Menopause is different (Score:5, Insightful)
Menopause is actually a more complex thing, and actually had _zero_ impact on human evolution back when it mattered.
The problem is that all mammal females are born with a finite number of "eggs". Usually more than enough for an average life span. Again, it's actually controlled by evolution, or rather natural selection. If you have too few it's a handicap, so nature tends to select those with more. But here's the important part: enough for your expected life span. If a cat lives for, say, 3 years outside, there's no evolutionary pressure to have enough ovules for 30 years. If an ape lives for an average 20 years, there is no evolutionary pressure to pre-produce enough ovules for 300 years.
So basically all you really see there is that the life span of our ancestors was _much_ shorter, back when we evolved into humans.
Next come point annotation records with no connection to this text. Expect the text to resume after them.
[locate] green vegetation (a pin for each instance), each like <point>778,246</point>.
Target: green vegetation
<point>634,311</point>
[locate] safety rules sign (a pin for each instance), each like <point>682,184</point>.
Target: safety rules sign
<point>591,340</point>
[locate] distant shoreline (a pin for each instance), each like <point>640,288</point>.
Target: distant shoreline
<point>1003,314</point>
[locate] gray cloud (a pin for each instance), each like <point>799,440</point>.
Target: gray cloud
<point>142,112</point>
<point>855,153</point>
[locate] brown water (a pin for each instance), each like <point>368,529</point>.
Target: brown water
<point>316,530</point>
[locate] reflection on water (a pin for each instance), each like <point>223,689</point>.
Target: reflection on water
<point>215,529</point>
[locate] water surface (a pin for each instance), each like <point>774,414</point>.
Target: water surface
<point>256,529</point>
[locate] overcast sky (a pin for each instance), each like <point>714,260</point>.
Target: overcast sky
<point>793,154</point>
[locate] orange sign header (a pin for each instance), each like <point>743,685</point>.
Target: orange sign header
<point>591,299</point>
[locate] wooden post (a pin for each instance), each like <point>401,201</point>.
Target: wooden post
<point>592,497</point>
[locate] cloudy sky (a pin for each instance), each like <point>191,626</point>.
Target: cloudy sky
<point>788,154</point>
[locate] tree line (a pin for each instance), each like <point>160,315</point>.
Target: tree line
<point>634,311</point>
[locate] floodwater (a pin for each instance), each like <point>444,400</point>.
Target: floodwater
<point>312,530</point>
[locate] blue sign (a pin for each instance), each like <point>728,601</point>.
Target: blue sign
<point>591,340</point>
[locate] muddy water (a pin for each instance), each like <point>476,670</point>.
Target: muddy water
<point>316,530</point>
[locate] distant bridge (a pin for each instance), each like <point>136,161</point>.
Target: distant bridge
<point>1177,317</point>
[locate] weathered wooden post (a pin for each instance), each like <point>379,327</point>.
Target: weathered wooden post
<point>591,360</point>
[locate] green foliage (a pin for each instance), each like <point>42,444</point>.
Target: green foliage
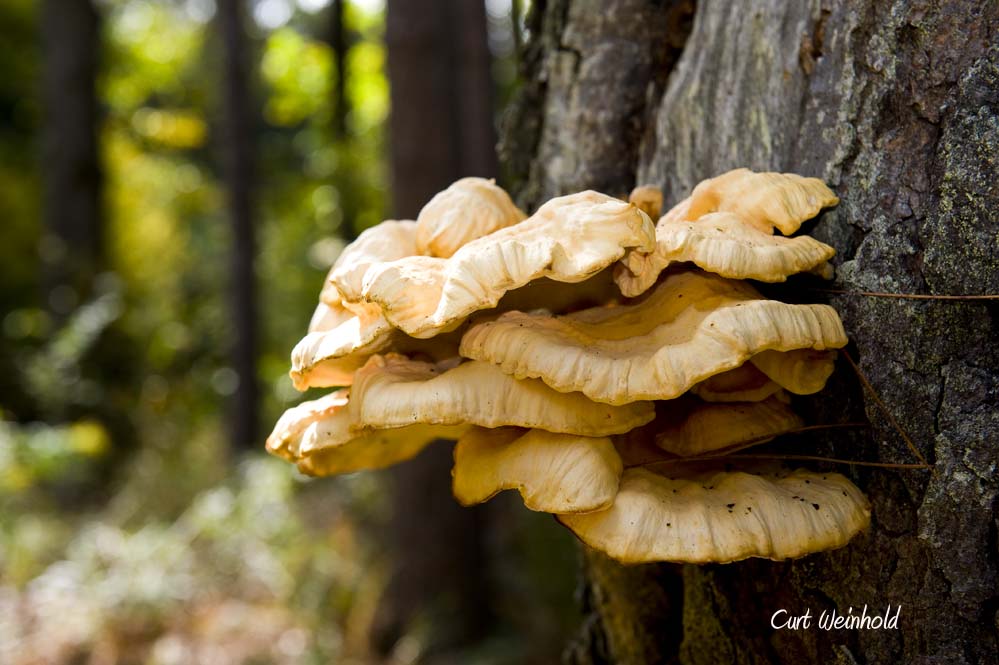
<point>239,570</point>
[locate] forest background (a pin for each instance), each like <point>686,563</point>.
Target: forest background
<point>176,176</point>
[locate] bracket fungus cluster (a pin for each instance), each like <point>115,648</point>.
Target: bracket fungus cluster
<point>596,362</point>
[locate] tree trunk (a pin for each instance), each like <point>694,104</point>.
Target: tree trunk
<point>72,247</point>
<point>239,173</point>
<point>441,129</point>
<point>894,104</point>
<point>339,47</point>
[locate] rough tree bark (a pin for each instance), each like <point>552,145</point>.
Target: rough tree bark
<point>896,106</point>
<point>239,173</point>
<point>441,129</point>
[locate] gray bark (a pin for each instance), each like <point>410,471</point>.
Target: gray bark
<point>896,106</point>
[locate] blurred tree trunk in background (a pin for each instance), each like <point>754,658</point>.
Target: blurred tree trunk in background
<point>72,244</point>
<point>238,158</point>
<point>441,129</point>
<point>896,106</point>
<point>339,45</point>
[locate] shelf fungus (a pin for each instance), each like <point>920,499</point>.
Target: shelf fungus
<point>726,227</point>
<point>554,473</point>
<point>692,326</point>
<point>468,209</point>
<point>569,239</point>
<point>719,516</point>
<point>606,368</point>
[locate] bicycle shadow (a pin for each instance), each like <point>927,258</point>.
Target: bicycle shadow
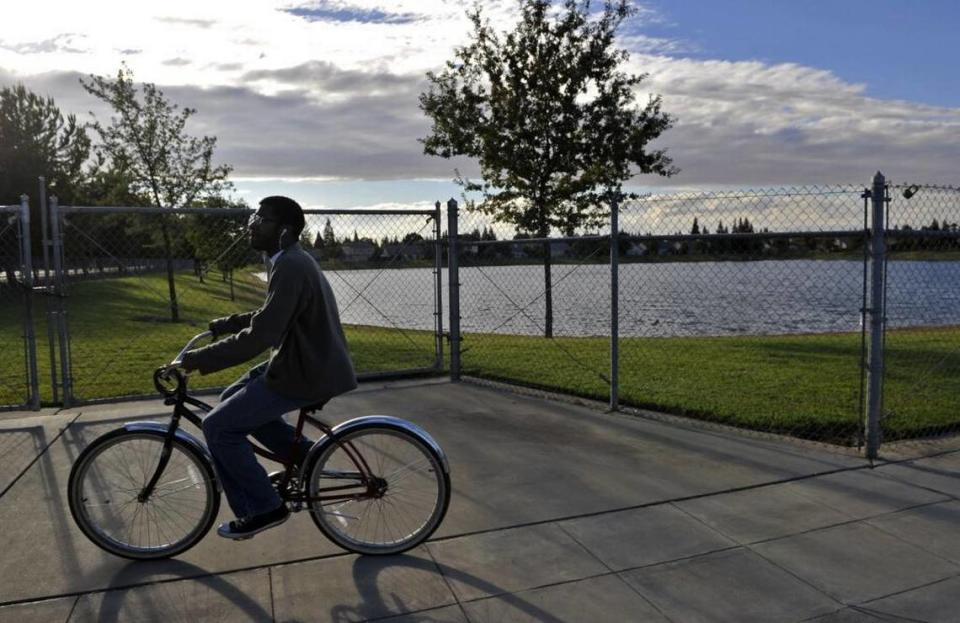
<point>174,591</point>
<point>381,599</point>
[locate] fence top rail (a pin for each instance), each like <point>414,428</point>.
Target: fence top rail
<point>839,233</point>
<point>746,193</point>
<point>227,211</point>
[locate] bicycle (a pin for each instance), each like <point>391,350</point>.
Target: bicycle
<point>374,485</point>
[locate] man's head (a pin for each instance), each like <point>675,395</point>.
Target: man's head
<point>276,224</point>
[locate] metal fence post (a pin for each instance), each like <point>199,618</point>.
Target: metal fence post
<point>60,293</point>
<point>452,263</point>
<point>438,269</point>
<point>876,317</point>
<point>614,305</point>
<point>26,265</point>
<point>48,286</point>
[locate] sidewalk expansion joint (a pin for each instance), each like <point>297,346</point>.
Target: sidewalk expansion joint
<point>41,453</point>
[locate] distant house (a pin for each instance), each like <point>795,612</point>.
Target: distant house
<point>359,251</point>
<point>669,248</point>
<point>636,249</point>
<point>401,251</point>
<point>560,248</point>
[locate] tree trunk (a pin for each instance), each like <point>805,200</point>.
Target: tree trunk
<point>548,292</point>
<point>174,310</point>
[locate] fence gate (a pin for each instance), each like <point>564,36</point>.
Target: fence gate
<point>19,385</point>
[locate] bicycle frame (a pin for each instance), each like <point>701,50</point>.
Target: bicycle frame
<point>178,398</point>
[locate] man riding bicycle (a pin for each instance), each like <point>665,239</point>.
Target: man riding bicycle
<point>309,363</point>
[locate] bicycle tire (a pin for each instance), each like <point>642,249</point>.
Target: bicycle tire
<point>404,516</point>
<point>178,514</point>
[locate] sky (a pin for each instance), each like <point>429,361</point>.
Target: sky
<point>318,99</point>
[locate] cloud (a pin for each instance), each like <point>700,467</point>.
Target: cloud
<point>751,123</point>
<point>737,123</point>
<point>182,21</point>
<point>323,76</point>
<point>331,12</point>
<point>65,43</point>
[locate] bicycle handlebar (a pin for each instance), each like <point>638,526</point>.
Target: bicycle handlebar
<point>163,375</point>
<point>178,360</point>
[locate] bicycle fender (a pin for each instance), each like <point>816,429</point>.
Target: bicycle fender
<point>386,420</point>
<point>182,435</point>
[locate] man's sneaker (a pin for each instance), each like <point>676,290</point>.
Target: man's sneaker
<point>246,527</point>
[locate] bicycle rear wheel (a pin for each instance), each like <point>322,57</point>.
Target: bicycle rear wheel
<point>110,473</point>
<point>412,497</point>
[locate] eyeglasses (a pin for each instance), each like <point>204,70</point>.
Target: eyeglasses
<point>257,219</point>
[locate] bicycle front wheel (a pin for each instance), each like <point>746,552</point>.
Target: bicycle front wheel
<point>411,498</point>
<point>106,483</point>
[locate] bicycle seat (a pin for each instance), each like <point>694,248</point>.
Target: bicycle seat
<point>312,408</point>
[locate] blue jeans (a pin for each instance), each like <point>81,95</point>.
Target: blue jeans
<point>249,407</point>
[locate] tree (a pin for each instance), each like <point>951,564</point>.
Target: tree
<point>37,140</point>
<point>549,117</point>
<point>148,141</point>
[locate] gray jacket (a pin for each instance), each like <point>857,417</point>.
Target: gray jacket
<point>300,321</point>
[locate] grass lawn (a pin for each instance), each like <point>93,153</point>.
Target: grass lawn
<point>802,385</point>
<point>121,332</point>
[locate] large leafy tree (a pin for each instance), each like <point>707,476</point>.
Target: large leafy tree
<point>549,116</point>
<point>147,141</point>
<point>36,139</point>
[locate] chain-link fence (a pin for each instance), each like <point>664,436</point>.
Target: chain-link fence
<point>797,311</point>
<point>735,307</point>
<point>15,378</point>
<point>138,283</point>
<point>922,341</point>
<point>749,314</point>
<point>747,307</point>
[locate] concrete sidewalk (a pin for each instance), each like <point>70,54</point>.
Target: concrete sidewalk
<point>560,513</point>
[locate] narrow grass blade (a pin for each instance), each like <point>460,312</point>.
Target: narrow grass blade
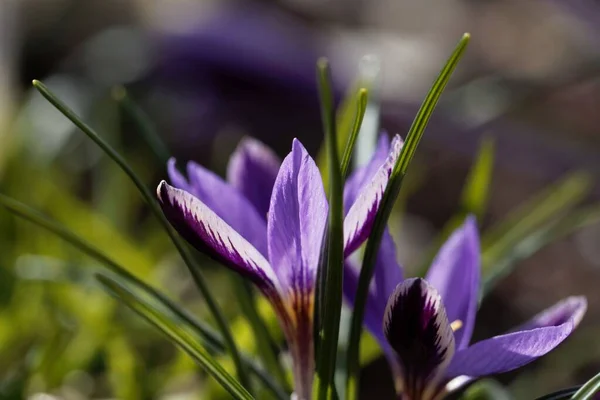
<point>346,118</point>
<point>389,197</point>
<point>143,122</point>
<point>361,107</point>
<point>211,339</point>
<point>177,335</point>
<point>332,276</point>
<point>563,394</point>
<point>588,390</point>
<point>265,344</point>
<point>476,191</point>
<point>150,199</point>
<point>498,266</point>
<point>474,199</point>
<point>550,202</point>
<point>243,291</point>
<point>500,240</point>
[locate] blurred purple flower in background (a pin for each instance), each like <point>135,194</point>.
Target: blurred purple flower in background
<point>250,67</point>
<point>428,323</point>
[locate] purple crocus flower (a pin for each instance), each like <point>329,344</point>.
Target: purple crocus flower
<point>428,323</point>
<point>268,225</point>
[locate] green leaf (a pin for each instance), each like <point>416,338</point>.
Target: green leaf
<point>177,335</point>
<point>211,340</point>
<point>475,193</point>
<point>361,107</point>
<point>145,126</point>
<point>348,115</point>
<point>265,344</point>
<point>530,244</point>
<point>588,390</point>
<point>192,266</point>
<point>389,197</point>
<point>243,291</point>
<point>562,394</point>
<point>332,275</point>
<point>538,210</point>
<point>530,227</point>
<point>474,199</point>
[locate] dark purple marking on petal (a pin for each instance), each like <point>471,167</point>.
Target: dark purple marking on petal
<point>252,170</point>
<point>360,217</point>
<point>229,204</point>
<point>208,233</point>
<point>418,330</point>
<point>455,273</point>
<point>507,352</point>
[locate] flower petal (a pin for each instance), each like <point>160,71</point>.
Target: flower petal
<point>176,178</point>
<point>252,170</point>
<point>200,226</point>
<point>455,273</point>
<point>363,175</point>
<point>573,307</point>
<point>360,217</point>
<point>296,221</point>
<point>387,275</point>
<point>507,352</point>
<point>417,328</point>
<point>229,204</point>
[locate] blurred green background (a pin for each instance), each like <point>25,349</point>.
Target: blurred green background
<point>515,140</point>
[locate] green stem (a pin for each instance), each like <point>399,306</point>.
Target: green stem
<point>149,198</point>
<point>333,275</point>
<point>361,107</point>
<point>212,340</point>
<point>383,213</point>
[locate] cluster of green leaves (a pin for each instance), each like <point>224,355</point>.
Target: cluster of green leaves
<point>546,218</point>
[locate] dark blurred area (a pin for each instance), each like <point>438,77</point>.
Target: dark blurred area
<point>210,72</point>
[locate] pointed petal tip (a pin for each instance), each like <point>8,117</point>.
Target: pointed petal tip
<point>297,146</point>
<point>579,304</point>
<point>161,190</point>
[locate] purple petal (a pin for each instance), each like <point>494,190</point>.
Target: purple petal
<point>573,307</point>
<point>417,328</point>
<point>252,170</point>
<point>507,352</point>
<point>360,217</point>
<point>455,273</point>
<point>229,204</point>
<point>387,275</point>
<point>200,226</point>
<point>363,175</point>
<point>176,178</point>
<point>296,220</point>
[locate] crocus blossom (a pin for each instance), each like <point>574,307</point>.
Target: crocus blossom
<point>428,323</point>
<point>276,244</point>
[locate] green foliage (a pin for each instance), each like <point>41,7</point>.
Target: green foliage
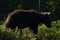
<point>44,33</point>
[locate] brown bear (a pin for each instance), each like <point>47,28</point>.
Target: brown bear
<point>27,18</point>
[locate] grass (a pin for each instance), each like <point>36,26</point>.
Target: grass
<point>44,33</point>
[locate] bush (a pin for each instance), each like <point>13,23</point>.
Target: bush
<point>44,33</point>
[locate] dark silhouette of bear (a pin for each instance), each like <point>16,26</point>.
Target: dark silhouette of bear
<point>27,18</point>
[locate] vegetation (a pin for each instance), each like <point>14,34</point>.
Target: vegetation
<point>44,33</point>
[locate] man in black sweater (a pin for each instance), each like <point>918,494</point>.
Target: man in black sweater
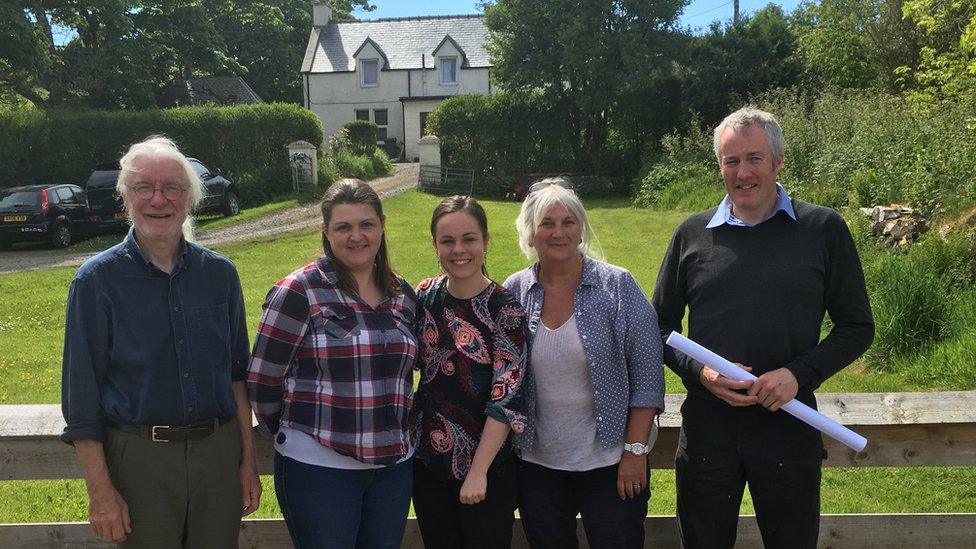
<point>757,274</point>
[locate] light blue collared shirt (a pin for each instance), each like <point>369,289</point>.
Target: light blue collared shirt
<point>724,214</point>
<point>621,338</point>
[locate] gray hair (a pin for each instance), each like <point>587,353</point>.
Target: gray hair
<point>162,147</point>
<point>537,205</point>
<point>744,119</point>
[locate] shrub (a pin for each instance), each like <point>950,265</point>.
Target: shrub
<point>911,309</point>
<point>362,136</point>
<point>684,176</point>
<point>862,148</point>
<point>366,167</point>
<point>263,184</point>
<point>505,132</point>
<point>59,145</point>
<point>921,298</point>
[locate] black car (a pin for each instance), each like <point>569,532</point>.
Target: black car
<point>55,213</point>
<point>219,194</point>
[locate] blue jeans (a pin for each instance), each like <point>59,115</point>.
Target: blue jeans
<point>343,509</point>
<point>549,500</point>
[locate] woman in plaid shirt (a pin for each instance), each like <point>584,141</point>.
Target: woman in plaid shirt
<point>331,378</point>
<point>472,360</point>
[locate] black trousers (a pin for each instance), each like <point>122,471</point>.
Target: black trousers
<point>549,500</point>
<point>446,523</point>
<point>719,453</point>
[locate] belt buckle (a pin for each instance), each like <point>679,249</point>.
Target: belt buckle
<point>152,432</point>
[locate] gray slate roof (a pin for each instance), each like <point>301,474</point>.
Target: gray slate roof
<point>220,90</point>
<point>402,40</point>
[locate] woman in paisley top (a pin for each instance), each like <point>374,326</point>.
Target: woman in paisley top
<point>472,359</point>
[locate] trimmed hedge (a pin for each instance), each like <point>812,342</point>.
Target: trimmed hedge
<point>362,135</point>
<point>59,145</point>
<point>504,133</point>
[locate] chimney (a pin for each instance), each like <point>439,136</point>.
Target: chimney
<point>321,13</point>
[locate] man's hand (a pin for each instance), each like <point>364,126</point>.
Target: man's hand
<point>727,389</point>
<point>631,475</point>
<point>774,388</point>
<point>108,514</point>
<point>250,487</point>
<point>474,488</point>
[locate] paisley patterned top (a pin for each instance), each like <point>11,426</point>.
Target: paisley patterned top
<point>472,358</point>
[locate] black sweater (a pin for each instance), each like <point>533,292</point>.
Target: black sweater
<point>757,295</point>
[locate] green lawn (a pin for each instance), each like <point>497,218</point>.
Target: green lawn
<point>32,318</point>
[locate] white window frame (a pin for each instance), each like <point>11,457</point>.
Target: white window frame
<point>440,70</point>
<point>385,127</point>
<point>362,73</point>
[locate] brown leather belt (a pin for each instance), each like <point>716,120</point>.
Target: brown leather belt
<point>169,433</point>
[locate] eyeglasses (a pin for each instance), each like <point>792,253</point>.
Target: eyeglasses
<point>539,185</point>
<point>147,192</point>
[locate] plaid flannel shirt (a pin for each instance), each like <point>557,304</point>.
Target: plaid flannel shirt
<point>329,365</point>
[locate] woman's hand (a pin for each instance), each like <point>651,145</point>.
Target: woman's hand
<point>474,488</point>
<point>631,475</point>
<point>250,487</point>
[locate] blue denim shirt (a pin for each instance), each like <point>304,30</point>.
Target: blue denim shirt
<point>145,347</point>
<point>619,331</point>
<point>723,215</point>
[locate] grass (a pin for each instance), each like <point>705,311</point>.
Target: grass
<point>31,335</point>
As late as the Old Kingdom period in Egypt -- and that's already talking about 5000 years ago, out of 200,000 that Homo Sapiens existed for, or the _millions_ leading to Homo Sapiens -- if you got past the high infant mortality, the median age for death was in the mid-20's for women. (And mid-30's for men.)
And just to stress it, I'm not talking about "life expectancy at birth" (which would include the dead babies), but the actual second peak of the age-at-death curve. We have a ton of records (plaques, scrolls, etc) detailing when someone died, and if you plot X = age, Y = number of such records dead at that age, you get a scary spike in the first 3 years of age, then a second peak in the mid 20's for women, and mid-30's for men.
So that was the number of years that you needed ovules for. The average women got married at 12 and died at, say, 24. That's 12 years of being fertile. That's all the ovules it needed. Having enough of them until the age of 60 is already a _massive_ margin for the case she lived longer. It's having 4 times more than the average will ever need.
(Actually, even more. Ovulation is inhibited while you're pregnant or have someone sucking milk out of your breast, as a safety. So someone making an average of, say, a child every 2 years and nursing each for a year, would use up only a fraction of what a modern woman uses.)
At any rate, an ultra-tiny minority lived long enough to reach menopause. There was _no_ evolutionary pressure to push it until later.
What you see is a relatively modern age phenomenon. The life expectancy has risen so dramatically, that the women actually get to reach the end of that counter. What was once a 300% margin, now is actually less than enough.
In computer terms: it's a buffer overflow error. Literally.
But the same modern age all but stopped evolution. And nobody makes a child every 2 years any more. People stop at a much lower number, menopause or not. There is no natural selection to change that any more.